Sembrava nato con un tremendo fuoco addosso, una smania incessante di consumare se stesso. Soltanto il gioco d’azzardo e l’assassinio potevano placarla. E man mano che Ziya si consumava, si convinceva di diventare più potente e comandare il destino. Non si sarebbe potuto accontentare di nulla di meno. (p. 166)
Quando si leggono storie intense, si “corre” la fortuna di affezionarsi fortemente a qualche personaggio e, nel caso de I dadi, ultimo lavoro del prolifico scrittore turco Ahmet Altan, non amare Ziya, il giovane protagonista, è impossibile. È un ragazzo coraggioso, leale, che sa conquistare il rispetto di tutti e sa anche nutrirlo nei confronti di chi lo merita, anche se si tratta di una donna.
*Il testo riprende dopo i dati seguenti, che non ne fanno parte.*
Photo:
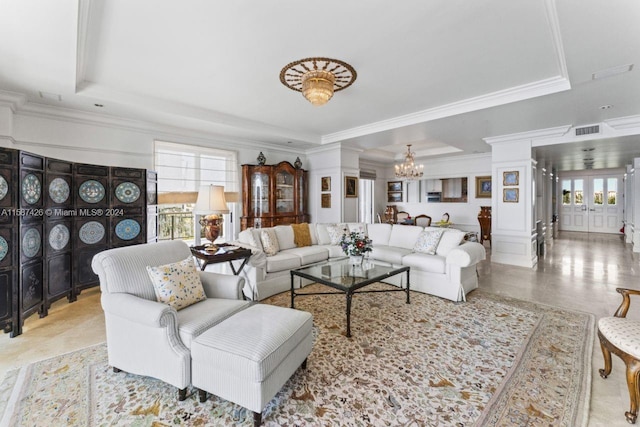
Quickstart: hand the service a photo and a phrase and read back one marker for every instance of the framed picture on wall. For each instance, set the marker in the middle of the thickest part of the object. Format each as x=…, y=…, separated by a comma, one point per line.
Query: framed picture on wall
x=483, y=187
x=510, y=195
x=394, y=186
x=510, y=178
x=394, y=196
x=325, y=201
x=325, y=183
x=350, y=186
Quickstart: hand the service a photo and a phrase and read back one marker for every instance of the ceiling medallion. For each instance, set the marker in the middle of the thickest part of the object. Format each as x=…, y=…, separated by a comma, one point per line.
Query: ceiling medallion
x=318, y=78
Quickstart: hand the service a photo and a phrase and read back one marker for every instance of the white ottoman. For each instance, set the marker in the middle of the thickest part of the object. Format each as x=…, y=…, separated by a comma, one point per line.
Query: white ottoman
x=248, y=357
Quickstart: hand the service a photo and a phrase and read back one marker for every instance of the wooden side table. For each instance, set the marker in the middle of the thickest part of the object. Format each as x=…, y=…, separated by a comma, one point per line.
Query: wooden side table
x=205, y=257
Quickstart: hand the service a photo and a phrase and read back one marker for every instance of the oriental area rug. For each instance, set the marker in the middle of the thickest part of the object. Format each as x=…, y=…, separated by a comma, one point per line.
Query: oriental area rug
x=492, y=361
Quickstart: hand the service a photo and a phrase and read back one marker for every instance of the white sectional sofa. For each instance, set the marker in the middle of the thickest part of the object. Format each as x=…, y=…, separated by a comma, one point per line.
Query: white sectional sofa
x=449, y=273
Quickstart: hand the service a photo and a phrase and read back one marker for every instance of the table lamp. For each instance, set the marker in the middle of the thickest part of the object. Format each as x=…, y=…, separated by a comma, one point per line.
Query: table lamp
x=211, y=204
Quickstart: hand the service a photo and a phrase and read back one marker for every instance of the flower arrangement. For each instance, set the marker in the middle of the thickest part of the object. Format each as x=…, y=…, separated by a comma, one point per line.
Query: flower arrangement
x=355, y=243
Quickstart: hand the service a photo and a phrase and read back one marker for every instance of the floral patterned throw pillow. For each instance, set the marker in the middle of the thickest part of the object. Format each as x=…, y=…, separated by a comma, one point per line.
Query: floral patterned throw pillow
x=428, y=241
x=177, y=284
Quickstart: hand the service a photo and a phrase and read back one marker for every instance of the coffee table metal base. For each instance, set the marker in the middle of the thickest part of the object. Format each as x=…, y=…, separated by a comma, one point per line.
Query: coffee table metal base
x=348, y=293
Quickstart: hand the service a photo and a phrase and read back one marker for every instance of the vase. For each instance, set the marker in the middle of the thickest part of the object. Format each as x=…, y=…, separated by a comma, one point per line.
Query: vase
x=356, y=259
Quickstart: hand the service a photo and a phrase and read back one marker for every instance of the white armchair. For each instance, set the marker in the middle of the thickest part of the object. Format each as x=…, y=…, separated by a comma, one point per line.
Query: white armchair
x=146, y=337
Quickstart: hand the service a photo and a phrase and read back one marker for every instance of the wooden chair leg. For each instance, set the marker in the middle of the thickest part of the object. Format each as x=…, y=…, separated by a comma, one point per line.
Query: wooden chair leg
x=606, y=355
x=257, y=419
x=633, y=371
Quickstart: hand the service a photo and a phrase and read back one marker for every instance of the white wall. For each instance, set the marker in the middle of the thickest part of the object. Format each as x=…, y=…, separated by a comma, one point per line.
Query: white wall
x=463, y=215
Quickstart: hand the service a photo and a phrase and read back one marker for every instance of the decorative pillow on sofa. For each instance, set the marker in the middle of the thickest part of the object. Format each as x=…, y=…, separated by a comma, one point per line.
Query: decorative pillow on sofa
x=336, y=231
x=301, y=234
x=269, y=241
x=177, y=284
x=428, y=241
x=450, y=240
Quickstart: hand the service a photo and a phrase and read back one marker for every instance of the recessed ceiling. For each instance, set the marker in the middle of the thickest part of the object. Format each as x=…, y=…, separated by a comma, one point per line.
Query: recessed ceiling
x=439, y=75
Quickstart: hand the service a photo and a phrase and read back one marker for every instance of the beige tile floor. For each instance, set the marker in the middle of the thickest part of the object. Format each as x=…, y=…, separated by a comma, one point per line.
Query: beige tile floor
x=579, y=271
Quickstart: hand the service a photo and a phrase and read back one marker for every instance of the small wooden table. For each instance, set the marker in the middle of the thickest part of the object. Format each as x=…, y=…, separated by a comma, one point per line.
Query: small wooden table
x=217, y=256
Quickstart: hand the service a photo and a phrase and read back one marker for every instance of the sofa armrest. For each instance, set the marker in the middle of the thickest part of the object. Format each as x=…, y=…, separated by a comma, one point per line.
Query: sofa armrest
x=221, y=285
x=138, y=310
x=467, y=254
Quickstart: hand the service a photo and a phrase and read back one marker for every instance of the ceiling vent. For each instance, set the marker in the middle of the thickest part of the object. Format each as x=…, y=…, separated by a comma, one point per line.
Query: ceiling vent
x=587, y=130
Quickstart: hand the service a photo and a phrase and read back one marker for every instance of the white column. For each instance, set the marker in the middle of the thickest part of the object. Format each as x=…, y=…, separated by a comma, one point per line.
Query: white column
x=513, y=234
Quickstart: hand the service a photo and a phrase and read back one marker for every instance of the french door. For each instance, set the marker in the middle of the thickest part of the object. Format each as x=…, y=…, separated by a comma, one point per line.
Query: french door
x=591, y=203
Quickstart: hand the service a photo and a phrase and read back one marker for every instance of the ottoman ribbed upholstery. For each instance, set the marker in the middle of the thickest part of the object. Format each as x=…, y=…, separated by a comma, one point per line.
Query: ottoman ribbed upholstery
x=248, y=357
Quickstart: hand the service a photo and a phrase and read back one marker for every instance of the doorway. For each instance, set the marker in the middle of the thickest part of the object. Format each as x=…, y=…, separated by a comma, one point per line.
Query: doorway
x=592, y=203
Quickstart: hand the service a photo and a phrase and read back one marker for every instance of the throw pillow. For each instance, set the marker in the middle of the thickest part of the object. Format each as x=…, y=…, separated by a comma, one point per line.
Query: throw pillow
x=301, y=234
x=177, y=284
x=450, y=240
x=336, y=232
x=428, y=241
x=269, y=241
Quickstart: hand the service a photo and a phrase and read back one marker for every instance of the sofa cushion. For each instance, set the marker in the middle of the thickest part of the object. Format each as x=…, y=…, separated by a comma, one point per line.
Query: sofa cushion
x=404, y=236
x=269, y=241
x=392, y=254
x=197, y=318
x=379, y=233
x=301, y=234
x=334, y=250
x=285, y=237
x=177, y=284
x=450, y=239
x=425, y=262
x=336, y=232
x=282, y=261
x=309, y=254
x=323, y=234
x=428, y=241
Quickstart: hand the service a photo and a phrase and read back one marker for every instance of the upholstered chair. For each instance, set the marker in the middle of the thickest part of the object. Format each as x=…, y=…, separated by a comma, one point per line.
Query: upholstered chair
x=151, y=338
x=422, y=220
x=621, y=336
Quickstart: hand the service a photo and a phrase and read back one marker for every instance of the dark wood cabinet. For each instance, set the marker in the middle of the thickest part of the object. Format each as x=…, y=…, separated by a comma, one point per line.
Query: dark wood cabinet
x=273, y=195
x=55, y=216
x=484, y=218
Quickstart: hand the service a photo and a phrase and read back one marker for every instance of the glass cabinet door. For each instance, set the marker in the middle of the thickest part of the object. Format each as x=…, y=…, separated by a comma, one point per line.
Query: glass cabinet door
x=259, y=193
x=284, y=192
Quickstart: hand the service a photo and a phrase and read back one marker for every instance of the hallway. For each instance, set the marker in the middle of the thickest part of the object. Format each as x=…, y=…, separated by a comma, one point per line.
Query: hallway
x=580, y=271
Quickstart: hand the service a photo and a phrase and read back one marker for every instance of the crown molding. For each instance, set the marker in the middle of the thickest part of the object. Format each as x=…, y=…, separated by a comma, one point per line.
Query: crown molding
x=555, y=132
x=505, y=96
I dadi è un romanzo di formazione, intenso, coinvolgente e, a mio parere, anche struggente, perché ha sin dalle prime pagine quella malinconia tipica che accompagna le vite degli eroi puri e maledetti. È scritto in terza persona e tratta di una storia veramente accaduta ambientata in una Turchia lontana nel tempo, quella della crisi dell’impero ottomano e del gran vizir. Su questo sfondo si muove il giovane Ziya, che, per vendicare la morte dell’amato fratello Arif, uccide l’assassino di lui e viene perciò condannato all’ergastolo, in un penitenziario sul Mar Nero, a Sinop. È proprio tra le pareti delle carceri che il giovane, per curiosità e per noia, si avvicina al gioco d’azzardo, a quell’ebbrezza sospesa tra un lancio di dadi e l’altro che decide la sua insperata vittoria o la sua più cocente sconfitta:
Se pure gli avessero strappato via tutto, la vita, la giovinezza, il futuro, aveva scoperto una cosa che non potevano togliergli: i dadi. Quando li agitava nella mano la vita si fermava, eppure il tempo subiva un’accelerazione. […] Man mano si aggrappava sempre più stretto al gioco d’azzardo, arrivando a provare quasi un senso di gratitudine per i dadi. (pp. 35-36)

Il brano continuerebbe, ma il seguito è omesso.